For the next two days, off-duty sheriff’s deputies in St. Clair County, to the east, and Bibb County, to the southwest, flagged down motorists and steered them toward federal highway safety researchers. The researchers asked them a few questions about drinking and drug use and asked them for breath, saliva and blood samples — offering them $10 for saliva and $50 to give blood.
It’s not just in Alabama. The roadblocks are part of a national study led by the National Highway Traffic Safety Administration, which is trying to determine how many drivers are on the road with drugs or alcohol in their systems. Similar roadblocks will be erected in dozens of communities across the nation this year, according to the agency.

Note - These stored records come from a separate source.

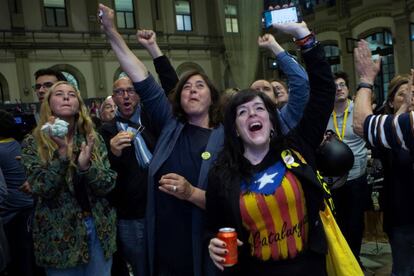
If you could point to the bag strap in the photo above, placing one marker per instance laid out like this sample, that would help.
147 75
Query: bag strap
294 160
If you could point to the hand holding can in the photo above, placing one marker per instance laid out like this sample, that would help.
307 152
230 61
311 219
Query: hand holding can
223 248
229 237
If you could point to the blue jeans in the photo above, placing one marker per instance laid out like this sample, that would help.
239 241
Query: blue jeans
97 264
402 249
132 244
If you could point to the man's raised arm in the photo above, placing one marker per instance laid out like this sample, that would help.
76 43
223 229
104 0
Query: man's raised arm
131 65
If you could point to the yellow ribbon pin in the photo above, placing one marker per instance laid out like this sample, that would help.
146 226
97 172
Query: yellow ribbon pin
206 155
288 159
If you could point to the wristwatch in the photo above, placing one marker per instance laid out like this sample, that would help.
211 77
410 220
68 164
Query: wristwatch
365 85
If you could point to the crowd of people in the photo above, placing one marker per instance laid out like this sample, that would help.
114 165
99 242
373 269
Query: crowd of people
141 183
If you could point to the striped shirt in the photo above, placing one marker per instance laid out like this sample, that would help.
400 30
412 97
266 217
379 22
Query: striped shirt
277 221
389 131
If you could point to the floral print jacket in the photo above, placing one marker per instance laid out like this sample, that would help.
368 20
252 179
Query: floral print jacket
59 232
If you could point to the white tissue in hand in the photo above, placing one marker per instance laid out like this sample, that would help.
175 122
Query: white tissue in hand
59 128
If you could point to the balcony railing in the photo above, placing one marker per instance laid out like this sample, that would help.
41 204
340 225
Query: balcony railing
30 39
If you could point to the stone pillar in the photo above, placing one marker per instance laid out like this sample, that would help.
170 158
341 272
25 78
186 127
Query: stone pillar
347 59
98 68
402 46
26 93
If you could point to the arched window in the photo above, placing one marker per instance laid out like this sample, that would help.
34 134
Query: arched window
334 59
380 44
4 90
125 18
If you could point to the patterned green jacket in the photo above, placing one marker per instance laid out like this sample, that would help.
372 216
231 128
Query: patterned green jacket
59 233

It’s been going on for decades. Previous surveys date to the 1970s. The last one was run in 2007, and it included the collection of blood and saliva samples without apparent controversy, sheriff’s spokesmen in both Alabama counties said…

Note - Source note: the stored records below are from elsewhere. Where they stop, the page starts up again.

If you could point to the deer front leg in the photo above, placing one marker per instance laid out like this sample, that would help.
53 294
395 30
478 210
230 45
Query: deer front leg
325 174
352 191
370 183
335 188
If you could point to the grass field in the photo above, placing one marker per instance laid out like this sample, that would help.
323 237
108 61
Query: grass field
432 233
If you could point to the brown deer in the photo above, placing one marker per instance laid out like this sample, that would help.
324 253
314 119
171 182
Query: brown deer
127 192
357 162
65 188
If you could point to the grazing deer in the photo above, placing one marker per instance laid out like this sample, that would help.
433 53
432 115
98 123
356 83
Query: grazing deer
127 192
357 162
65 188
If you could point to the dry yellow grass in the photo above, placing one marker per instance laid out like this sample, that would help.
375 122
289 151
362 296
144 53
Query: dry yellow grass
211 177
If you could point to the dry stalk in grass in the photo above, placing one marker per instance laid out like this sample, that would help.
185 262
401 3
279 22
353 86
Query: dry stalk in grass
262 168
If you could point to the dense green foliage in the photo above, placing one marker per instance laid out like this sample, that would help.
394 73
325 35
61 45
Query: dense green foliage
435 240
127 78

And Susan Watson, executive director of the Alabama chapter of the American Civil Liberties Union, called the use of deputies to conduct the survey an “abuse of power.” Even though the survey is voluntary, people still feel they need to comply when asked by a police officer, she said.
“How voluntary is it when you have a police officer in uniform flagging you down?” Watson asked. “Are you going to stop? Yes, you’re going to stop.”
The agency said in a statement that the survey provides “critical information” to reduce drunken or drugged driving.
“Impaired driving accounts for more than 10,000 deaths per year, and findings from this survey will be used to maximize the impact of policy development, education campaigns, law enforcement efforts and other activities aimed at reducing this problem,” it said. The program costs about $7.9 million over three years, from planning the study to analyzing the results, it said.
“The survey provides useful data about alcohol and drug use by drivers, and participation is completely voluntary and anonymous,” it said. “More than 60 communities across the country will participate this year, including two Alabama counties, both of which also participated in the previous survey in 2007. NHTSA always works closely with state safety officials and local law enforcement to conduct these surveys as we work to better inform our efforts to reduce drunk and drugged driving.”
The agency said the 8,000 drivers expected to take part will do so voluntarily and anonymously, and researchers follow “a highly scientific protocol and complex statistical design in order to accurately reflect the problem nationwide.”
In the 2007 survey, about 7,700 drivers gave saliva samples and 3,300 gave blood at survey sites run during both day and night. Among drivers who were interviewed at night, 12.4% had alcohol in their systems, while about 16% had used marijuana, cocaine or over-the-counter or prescription drugs.